Casual meeting leads seasoned leader to La Porte symphony
After more than two musical decades guiding the growth and future of the Louisville Orchestra, Tim King was ready for retirement when he moved to northern Indiana.
“It was around 2015 when the director for the La Porte County Symphony (Orchestra) had left, and I just happened to meet Leigh Morris, chairman of the symphony’s board of directors, and his wife, Marcia, at one of the concerts,” said King, who lives in Rolling Prairie.
“I was so impressed with this orchestra and very taken by the entire concert experience,” King said. “Leigh asked to meet with me, and later I was invited to fill in for about nine months in the vacant position, and here I still am, as we narrow down our music director search.”
During the leadership transition, King, 61, has worked closely with Chuck Steck, the principle trumpet player of the 55- to 60-member La Porte County symphony. Steck is serving as the associate conductor for the orchestra.
Included with his administrative duties as executive director, King serves as the liaison for the growing number of almost 300 symphony season subscribers, in addition to the between 600 and 1,000 single-ticket patrons who attend the concerts throughout the year at the La Porte Civic Center.

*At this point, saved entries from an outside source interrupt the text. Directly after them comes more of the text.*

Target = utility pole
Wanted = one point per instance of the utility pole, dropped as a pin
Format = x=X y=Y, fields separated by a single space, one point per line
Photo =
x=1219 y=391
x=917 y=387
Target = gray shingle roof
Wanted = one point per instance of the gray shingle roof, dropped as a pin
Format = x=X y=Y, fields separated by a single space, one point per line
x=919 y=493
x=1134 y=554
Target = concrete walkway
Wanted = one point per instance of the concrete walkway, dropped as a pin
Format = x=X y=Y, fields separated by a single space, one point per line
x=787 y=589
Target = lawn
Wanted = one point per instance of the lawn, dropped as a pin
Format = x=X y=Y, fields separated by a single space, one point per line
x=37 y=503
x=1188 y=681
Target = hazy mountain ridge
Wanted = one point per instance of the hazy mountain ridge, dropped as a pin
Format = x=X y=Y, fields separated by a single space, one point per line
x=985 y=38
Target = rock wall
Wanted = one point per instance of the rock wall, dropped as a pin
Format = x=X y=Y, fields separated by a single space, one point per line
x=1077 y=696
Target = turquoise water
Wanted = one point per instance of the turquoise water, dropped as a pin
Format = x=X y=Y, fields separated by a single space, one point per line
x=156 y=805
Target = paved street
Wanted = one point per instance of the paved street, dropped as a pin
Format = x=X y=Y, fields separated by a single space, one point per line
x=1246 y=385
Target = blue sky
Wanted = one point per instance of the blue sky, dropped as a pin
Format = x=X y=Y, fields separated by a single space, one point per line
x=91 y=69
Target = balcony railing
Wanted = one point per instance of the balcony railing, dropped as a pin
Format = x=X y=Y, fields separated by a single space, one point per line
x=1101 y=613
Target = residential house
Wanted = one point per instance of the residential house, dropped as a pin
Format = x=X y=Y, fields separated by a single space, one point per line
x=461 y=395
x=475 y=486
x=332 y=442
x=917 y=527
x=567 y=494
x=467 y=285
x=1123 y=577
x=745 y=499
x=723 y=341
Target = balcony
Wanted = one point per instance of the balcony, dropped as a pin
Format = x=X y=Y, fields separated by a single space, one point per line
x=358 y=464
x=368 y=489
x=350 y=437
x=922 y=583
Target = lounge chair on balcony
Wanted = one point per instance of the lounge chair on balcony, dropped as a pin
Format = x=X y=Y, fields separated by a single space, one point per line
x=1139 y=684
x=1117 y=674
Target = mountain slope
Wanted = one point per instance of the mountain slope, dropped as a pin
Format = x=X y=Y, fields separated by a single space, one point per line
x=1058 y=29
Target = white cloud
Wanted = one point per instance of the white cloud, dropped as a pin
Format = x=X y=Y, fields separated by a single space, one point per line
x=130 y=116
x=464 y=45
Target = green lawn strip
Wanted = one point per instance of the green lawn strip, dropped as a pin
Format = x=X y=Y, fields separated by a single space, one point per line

The La Porte County Symphony Orchestra, now in its 47th season, annually presents two pops concerts and one classical performance. The symphony’s season runs from Labor Day to Memorial Day. April 25 is its final concert for the 2019-2020 season.
“We are working with a budget of around $250,000 to $300,000, which is not very big considering what we are able to provide each year while supporting an orchestra this size,” King said.
He said the symphony’s programming priority is to listen to its audience.
“We know that not every concert can be all the works of (Gustav) Mahler or other classic greats,” King said. “We make sure we offer something for everyone.”
During the past two seasons, King, Morris and the governing board also have been listening to their patrons and audience members during the selection process for a new music director.
“We started with about 11 qualified candidates two years ago, and during this time, we have shared the bios and provided credentials of these professionals with inserts in our concert programs asking our audience to provide their feedback,” King said. “Now, we have narrowed the number of candidates down to six, so we are getting closer.”
Morris said the La Porte County Symphony Orchestra is “both blessed and so fortunate” to have King leading the musical organization through “an important transition and new chapter of growth.”
“First and foremost, Tim King is a great musician,” Morris said. “But he is also so much more for what is needed to achieve success. He is also a wonderful educator and knowledgeable businessman.”
Morris said that, when King was planning his retirement, his “change-of-landscapes” move north was intended to be Michigan.
“It just so happened that when Tim said he wanted to ‘escape the heat of Louisville,’ he happened to stop through La Porte and look around, which led him to experience one of our symphony concerts,” Morris said. “And lucky for our community, he never made it any farther north to Michigan.”
King said the opportunities provided by the La Porte County Symphony Orchestra are intended for every age. Emphasis is on Children’s Educational Concerts, which annually serve more than 6,000 students from La Porte County schools, as well as senior living facilities and agencies that provide support for those with special needs.
“Music is a wonderful way to connect a community,” King said.